Kemudian dengan kesepakatan dari para seniman banjar pupuan, dari jumlah daun gamelan 7 nada ditambah menjadi 8 nada yakni : Ndung, Ndang, Nding, Ndong, Ndeng, Ndung, Ndang, Nding. Yang maksudnya untuk memudahkan cara memukul dalam memasukan sebuah tabuh dari jenis kreasi, kemudian dengan cepat atas dukungan dan motivasi para seniman diusulkan agar dilengkapi sehingga menjadi seperangkat gamelan angklung kebyar yang bertujuan agar dapat berfungsi untuk kegiatan keagamaan dan berbagai jenis. Kegiatan upacara adat dan agama, hal ini mendapat dukungan yang positif dari seluruh masyarakat banjar Pupuan dengan menambah iuran lagi sebanyak Rp. 20.000/anggota, sehingga terwujudlah seperangkat gamelan angklung kebyar dengan cirikhas Buleleng Singaraja.
Maksud Dan Tujuan
Sesuai dengan hasil rapat anggota banjar adat Pupuan setelah terbentuknya sebuah sekha angklung yang diberi nama “ Sekha Angklung Eka Dharma Buana “. Di mana seperangkat gamelan angklung kebyar tersebut adalah bertujuan untuk menunjang kegiatan suka-duka yang terjadi pada setiap anggota masyarakat banjar Pupuan dalam kegiatan panca yadnya diantaranya: Manusa yadnya, dewa yadnya, Bhuta yadnya, Pitra yadnya, dan Rsi yadnya dan tidak membatasi kegiatan sekhe dalam mengembang tumbuhkan kreasi lewat pentas dan komersial demi kemajuan dan meningkatnya angklung kebyar yang telah dibentuk sesuai dengan visi dan misi.

Visi : Ikut menjaga, memelihara dan melestarikan seni budaya demi ajegnya Bali
Misi : Menggali dan meningkatkan kreatifitas dan kecerdasan para seniman untuk mencapai kebahagian dan kesejahtraan lahir dan batin.
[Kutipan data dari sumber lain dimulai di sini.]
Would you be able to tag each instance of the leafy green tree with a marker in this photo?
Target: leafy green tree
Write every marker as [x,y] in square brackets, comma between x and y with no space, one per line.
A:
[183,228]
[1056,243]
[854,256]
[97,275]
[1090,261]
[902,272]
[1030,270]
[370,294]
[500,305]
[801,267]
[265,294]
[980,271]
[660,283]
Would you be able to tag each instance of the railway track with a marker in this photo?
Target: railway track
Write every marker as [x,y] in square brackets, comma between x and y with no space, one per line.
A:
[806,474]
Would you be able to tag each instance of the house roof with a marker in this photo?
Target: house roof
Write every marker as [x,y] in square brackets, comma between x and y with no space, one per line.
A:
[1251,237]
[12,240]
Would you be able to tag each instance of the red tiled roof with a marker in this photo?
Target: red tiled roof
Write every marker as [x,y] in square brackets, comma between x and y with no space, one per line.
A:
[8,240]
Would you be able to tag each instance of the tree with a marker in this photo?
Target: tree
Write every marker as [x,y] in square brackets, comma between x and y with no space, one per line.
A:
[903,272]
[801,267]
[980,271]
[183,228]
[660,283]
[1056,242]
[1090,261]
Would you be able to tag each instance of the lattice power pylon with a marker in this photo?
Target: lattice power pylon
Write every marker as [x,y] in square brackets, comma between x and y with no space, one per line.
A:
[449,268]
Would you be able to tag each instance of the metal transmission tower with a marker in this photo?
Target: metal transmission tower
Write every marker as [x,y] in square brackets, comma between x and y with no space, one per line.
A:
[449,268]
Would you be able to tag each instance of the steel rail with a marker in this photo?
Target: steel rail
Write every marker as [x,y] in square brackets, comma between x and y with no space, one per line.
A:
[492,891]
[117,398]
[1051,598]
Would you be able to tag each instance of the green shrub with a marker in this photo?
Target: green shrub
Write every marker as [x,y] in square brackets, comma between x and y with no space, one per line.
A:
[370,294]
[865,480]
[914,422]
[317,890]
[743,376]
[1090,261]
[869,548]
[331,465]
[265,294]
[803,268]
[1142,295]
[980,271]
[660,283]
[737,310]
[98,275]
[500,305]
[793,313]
Banjar adat Pupuan khususnya anggota masyrakat telah mampu dalam mewujudkan seperangkat alat gamelan atau instrument kesenian bali dibidang seni karawitan dengan bentuk angklung kebyar, itu semua berkat rancangan dan program serta motivasi dari para prajuru atau pengurus banjar adat sesuai dengan kebutuhan dan penggunaan dari gamelan angklung tersebut sangat relevban dalam menunjang kegiatan-kegiatan keagamaan karena erat sekali hubungannya dengan rangkaian upacara-upacara Panca Yadnya, terlebih lagi Bali sejak dahulu dikenal dengan seni budayanya kesenian Bali sudah lumbrah dan dikenal oleh seluruh lapisan masyarakat sampai kemancanegara, oleh karena kita sebagai orang Bali mempunyai kewajiban untuk ikut serta dalam memelihara dan melestarikan seni budaya Bali khususnya dibidang seni karawitan.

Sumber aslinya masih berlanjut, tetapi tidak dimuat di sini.